Several recent developments in mobile malware are conspiring to raise the threat level for Android users, making it easier for attackers to convert legitimate applications into malicious apps and to undermine the technology that security experts use to tell the difference.
Last week, Symantec warned about a new malware toolkit or “binder” designed to Trojanize legitimate Android apps with a backdoor that lets miscreants access infected mobile devices remotely. Binders have been around in a variety of flavors for many years, but they typically are used to backdoor Microsoft Windows applications.
Symantec notes that the point-and-click Androrat APK Binder is being used in conjunction with an open-source remote access Trojan for Android devices called called AndroRAT. “Like other RATs, it allows a remote attacker to control the infected device using a user friendly control panel,” Symantec’s Andrea Lelli wrote. “For example, when running on a device, AndroRAT can monitor and make phone calls and SMS messages, get the device’s GPS coordinates, activate and use the camera and microphone and access files stored on the device.”
The company said while it has detected only a few hundred AndroRAT infections worldwide, but that it expects that number increase as more tools for AndroRAT like the APK binder emerge.

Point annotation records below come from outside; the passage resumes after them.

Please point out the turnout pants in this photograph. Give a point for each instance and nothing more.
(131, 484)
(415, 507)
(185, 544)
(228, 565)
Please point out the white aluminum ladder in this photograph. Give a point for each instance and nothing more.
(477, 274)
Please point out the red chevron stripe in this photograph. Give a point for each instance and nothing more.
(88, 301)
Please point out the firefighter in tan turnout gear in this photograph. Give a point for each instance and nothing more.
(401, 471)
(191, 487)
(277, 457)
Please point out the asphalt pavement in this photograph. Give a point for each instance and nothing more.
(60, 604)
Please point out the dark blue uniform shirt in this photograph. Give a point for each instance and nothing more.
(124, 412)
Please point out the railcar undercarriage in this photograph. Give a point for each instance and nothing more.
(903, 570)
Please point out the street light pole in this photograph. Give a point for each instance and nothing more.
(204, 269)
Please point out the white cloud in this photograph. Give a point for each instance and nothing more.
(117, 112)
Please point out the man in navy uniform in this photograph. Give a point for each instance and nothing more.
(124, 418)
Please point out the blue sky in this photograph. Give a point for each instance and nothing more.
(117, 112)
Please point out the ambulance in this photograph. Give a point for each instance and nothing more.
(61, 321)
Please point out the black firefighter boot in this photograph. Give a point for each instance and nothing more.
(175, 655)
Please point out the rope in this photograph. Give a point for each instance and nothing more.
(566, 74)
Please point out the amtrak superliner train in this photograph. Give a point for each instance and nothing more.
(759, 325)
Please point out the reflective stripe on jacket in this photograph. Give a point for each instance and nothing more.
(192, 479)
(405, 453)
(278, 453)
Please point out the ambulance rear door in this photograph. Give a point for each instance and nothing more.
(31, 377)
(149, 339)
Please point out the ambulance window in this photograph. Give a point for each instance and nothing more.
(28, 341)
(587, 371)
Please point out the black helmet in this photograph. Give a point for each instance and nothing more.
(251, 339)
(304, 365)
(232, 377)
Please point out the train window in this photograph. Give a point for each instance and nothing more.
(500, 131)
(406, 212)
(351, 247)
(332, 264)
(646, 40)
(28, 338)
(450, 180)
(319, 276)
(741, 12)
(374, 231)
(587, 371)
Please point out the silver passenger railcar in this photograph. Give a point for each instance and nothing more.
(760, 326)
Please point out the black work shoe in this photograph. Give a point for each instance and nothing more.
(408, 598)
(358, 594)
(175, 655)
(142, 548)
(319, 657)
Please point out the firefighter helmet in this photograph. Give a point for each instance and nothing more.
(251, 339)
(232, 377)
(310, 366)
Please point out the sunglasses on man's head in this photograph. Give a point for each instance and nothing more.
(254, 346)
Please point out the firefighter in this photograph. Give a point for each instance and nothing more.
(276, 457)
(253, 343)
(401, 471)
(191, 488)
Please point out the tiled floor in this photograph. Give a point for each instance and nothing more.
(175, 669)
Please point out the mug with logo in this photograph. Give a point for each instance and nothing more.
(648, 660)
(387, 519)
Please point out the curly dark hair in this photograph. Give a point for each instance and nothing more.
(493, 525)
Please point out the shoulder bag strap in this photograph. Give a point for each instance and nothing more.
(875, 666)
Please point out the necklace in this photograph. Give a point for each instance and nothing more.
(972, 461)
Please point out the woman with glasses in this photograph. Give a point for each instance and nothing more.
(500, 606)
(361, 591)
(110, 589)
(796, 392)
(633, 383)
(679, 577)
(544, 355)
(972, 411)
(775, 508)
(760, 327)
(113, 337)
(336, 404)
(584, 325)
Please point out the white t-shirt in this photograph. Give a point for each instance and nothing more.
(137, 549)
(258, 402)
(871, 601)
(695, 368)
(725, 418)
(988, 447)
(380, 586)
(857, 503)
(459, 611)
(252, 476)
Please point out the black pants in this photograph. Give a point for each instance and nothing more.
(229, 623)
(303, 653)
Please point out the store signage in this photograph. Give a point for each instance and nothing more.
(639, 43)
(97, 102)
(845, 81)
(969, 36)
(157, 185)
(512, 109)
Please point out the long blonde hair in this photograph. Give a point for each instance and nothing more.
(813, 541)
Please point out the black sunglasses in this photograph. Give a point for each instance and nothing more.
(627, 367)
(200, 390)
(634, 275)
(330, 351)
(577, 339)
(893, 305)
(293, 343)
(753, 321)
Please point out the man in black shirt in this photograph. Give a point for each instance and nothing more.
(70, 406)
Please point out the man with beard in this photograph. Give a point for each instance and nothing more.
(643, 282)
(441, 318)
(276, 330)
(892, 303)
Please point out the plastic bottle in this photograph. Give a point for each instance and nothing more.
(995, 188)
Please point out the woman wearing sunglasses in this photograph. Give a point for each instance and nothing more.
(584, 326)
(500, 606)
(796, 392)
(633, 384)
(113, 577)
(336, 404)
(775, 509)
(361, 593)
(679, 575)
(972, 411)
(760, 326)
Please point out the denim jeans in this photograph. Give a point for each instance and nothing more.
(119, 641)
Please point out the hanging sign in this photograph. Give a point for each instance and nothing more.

Perhaps more worryingly, Symantec said this week that it had discovered two malicious Android apps in the wild that take advantage of a newly discovered and potentially quite serious security hole in Android applications. As first outlined roughly two weeks ago by researchers at BlueBox Security, the so-called “Master Key” vulnerability could let attackers convert almost any Android application into a Trojan, all without altering its cryptographic digital signature. Android uses these signatures to determine if an app is legitimate and to verify that an app hasn’t been tampered with or modified.